The glass bridge (Episode 7) pits players against a fifty-fifty guessing game unless someone has specialized knowledge — the glass worker Cho Sang-woo exploits this by concealing that Player 017's expertise in glass could identify tempered versus regular panes by sound. The game is designed so that early players are essentially sacrificed to give later players information, exposing how the wealthy designers engineer scenarios where accumulated knowledge only marginally improves odds. Sang-woo's decision to push Player 017 off the bridge before he can fully use his expertise is a pivotal moral turning point, showing how survival logic corrupts even sympathetic characters. The episode is widely read as a critique of class systems where specialized labor is exploited and then discarded.
Why did Sae-byeok (Player 067) keep her backstory about her family hidden from the group?
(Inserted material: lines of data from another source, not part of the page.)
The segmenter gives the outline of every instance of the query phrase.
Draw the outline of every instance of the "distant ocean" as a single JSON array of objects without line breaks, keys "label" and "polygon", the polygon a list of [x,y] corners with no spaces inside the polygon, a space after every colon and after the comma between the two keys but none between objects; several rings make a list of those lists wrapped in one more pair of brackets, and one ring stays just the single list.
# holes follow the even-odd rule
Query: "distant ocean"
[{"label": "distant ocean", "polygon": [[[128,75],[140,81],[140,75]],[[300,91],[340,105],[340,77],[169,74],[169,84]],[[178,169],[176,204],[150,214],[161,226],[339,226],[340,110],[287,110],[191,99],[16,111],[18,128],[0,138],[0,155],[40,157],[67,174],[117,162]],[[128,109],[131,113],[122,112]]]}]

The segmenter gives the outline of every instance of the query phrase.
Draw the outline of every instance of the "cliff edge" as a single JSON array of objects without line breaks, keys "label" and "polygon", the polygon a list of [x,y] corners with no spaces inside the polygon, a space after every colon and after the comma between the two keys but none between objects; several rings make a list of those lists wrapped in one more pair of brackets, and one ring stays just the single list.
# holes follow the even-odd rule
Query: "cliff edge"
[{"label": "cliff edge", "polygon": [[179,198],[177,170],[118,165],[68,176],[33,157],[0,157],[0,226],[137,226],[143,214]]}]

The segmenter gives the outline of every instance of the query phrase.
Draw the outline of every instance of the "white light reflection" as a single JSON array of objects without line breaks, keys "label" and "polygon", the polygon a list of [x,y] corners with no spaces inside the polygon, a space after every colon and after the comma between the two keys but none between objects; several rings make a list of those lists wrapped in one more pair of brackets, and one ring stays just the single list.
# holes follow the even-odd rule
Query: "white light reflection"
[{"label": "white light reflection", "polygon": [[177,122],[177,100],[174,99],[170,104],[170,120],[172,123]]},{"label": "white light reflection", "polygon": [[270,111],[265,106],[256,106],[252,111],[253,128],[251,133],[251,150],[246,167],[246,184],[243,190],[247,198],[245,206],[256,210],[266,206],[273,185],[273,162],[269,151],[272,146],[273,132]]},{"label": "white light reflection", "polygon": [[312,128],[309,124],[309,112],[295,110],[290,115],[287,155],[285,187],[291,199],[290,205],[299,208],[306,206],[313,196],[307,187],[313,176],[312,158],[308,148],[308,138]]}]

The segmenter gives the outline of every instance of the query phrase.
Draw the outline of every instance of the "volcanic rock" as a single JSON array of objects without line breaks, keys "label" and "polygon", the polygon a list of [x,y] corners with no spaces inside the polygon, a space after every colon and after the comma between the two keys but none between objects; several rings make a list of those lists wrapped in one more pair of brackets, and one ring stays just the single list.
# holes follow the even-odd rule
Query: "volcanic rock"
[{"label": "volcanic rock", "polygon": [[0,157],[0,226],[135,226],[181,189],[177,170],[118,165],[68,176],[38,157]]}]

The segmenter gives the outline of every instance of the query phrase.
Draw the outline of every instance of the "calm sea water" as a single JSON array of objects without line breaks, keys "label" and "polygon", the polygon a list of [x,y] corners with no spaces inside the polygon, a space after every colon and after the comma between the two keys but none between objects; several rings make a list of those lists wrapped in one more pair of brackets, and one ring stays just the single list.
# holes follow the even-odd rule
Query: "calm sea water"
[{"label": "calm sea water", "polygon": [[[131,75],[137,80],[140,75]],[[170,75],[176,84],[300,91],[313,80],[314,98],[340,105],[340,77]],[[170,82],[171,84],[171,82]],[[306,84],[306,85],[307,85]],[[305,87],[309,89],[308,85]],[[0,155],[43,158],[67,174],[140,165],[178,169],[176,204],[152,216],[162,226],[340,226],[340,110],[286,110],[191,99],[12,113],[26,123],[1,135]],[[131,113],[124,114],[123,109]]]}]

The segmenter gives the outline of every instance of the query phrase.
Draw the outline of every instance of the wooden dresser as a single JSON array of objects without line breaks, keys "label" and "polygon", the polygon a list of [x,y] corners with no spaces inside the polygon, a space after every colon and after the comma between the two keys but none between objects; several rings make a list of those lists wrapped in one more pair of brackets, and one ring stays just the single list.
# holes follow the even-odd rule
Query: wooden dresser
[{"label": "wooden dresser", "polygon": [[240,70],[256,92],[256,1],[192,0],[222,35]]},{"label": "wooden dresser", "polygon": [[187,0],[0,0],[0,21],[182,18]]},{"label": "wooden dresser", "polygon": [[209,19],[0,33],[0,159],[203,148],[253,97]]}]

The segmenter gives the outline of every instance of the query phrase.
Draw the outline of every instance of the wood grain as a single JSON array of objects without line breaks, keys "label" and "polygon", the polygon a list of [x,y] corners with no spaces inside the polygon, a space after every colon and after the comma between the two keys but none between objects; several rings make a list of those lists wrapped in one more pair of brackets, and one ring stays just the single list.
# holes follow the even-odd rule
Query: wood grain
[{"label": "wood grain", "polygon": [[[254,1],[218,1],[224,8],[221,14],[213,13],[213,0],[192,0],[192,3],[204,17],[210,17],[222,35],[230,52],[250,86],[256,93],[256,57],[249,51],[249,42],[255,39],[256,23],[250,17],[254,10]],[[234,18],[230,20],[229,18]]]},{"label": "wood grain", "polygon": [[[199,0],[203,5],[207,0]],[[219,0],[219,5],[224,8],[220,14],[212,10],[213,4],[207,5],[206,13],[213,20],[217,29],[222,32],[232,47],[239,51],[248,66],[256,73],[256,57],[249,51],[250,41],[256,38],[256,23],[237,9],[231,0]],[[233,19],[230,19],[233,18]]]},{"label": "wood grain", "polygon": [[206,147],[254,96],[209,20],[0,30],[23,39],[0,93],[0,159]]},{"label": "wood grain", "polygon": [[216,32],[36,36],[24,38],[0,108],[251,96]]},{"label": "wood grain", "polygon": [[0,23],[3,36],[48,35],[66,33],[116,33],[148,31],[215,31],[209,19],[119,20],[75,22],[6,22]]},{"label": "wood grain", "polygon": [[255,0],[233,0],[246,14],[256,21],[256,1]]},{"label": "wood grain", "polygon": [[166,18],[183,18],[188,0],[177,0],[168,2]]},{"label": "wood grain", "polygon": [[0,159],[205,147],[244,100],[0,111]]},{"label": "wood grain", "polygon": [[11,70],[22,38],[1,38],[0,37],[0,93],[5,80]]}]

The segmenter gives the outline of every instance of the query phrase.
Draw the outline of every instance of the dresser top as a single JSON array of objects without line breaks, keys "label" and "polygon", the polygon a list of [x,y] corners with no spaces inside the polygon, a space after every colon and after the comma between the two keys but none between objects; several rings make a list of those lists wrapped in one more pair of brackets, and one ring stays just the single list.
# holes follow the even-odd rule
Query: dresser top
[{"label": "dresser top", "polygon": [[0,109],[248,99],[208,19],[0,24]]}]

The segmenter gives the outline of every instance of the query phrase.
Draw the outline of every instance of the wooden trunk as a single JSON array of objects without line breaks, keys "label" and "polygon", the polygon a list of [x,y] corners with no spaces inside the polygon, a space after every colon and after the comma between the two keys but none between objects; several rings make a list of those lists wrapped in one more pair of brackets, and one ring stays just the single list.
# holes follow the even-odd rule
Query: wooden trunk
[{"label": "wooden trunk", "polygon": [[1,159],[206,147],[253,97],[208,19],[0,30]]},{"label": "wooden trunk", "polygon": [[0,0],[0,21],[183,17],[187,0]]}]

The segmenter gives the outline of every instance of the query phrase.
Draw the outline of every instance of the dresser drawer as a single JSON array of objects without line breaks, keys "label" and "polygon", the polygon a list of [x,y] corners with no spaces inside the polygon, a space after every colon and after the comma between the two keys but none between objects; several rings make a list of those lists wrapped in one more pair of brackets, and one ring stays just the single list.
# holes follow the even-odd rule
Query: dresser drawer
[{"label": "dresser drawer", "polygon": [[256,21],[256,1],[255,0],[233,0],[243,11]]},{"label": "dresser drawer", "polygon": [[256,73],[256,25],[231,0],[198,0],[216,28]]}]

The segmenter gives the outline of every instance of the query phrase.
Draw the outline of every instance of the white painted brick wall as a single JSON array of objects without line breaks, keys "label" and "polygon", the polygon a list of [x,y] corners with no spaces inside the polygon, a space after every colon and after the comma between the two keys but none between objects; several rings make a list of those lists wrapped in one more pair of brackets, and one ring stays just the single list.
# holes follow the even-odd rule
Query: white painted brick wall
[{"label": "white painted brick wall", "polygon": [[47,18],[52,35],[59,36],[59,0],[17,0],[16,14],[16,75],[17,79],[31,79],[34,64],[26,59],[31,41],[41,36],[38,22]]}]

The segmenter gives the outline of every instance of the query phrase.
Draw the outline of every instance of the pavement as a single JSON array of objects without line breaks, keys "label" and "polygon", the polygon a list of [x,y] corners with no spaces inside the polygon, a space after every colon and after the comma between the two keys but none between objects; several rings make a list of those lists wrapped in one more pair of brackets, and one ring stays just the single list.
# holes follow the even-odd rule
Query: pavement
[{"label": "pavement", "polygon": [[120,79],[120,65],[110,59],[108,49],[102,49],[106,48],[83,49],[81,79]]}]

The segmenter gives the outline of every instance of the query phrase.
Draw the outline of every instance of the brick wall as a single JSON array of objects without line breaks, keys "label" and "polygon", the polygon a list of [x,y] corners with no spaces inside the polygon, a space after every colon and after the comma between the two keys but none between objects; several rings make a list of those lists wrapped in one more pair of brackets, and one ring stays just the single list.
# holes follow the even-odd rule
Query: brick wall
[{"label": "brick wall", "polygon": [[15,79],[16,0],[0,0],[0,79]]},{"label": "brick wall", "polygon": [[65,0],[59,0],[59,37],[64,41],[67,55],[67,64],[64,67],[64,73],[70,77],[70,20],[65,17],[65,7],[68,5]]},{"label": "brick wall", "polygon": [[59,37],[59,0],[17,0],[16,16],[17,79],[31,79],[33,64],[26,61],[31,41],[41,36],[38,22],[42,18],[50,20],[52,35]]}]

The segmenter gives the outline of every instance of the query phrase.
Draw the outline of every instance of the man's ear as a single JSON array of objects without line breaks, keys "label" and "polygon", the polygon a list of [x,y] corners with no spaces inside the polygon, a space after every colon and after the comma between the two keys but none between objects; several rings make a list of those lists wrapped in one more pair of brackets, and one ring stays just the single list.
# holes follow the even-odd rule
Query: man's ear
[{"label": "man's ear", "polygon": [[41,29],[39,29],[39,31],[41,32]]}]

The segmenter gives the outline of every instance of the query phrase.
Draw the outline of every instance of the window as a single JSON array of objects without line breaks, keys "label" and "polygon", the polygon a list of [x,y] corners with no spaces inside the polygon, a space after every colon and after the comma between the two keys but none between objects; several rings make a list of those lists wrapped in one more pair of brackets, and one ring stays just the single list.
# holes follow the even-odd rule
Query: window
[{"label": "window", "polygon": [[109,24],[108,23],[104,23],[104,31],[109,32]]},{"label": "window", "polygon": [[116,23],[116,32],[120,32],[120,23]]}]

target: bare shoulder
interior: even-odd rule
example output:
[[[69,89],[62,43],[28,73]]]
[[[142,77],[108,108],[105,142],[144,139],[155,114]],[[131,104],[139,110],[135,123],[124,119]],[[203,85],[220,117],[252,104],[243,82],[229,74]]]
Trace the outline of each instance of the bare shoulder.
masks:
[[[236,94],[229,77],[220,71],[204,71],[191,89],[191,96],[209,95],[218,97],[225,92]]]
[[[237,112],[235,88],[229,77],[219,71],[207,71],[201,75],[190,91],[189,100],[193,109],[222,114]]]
Kang Sae-byeok is a North Korean defector whose mother is still trapped in the North and whose younger brother is in a Seoul orphanage — she entered the games solely to win enough money to reunite her family. She withholds this because vulnerability in the games is a liability, and she has survived by trusting no one since defecting. Her gradual openness with Gi-hun in the final episodes underscores how the games force isolation even among people who might otherwise form genuine bonds. Her death at Sang-woo's hands just before the final game is especially brutal because it comes after she has already accepted losing, having been mortally wounded in the glass bridge game.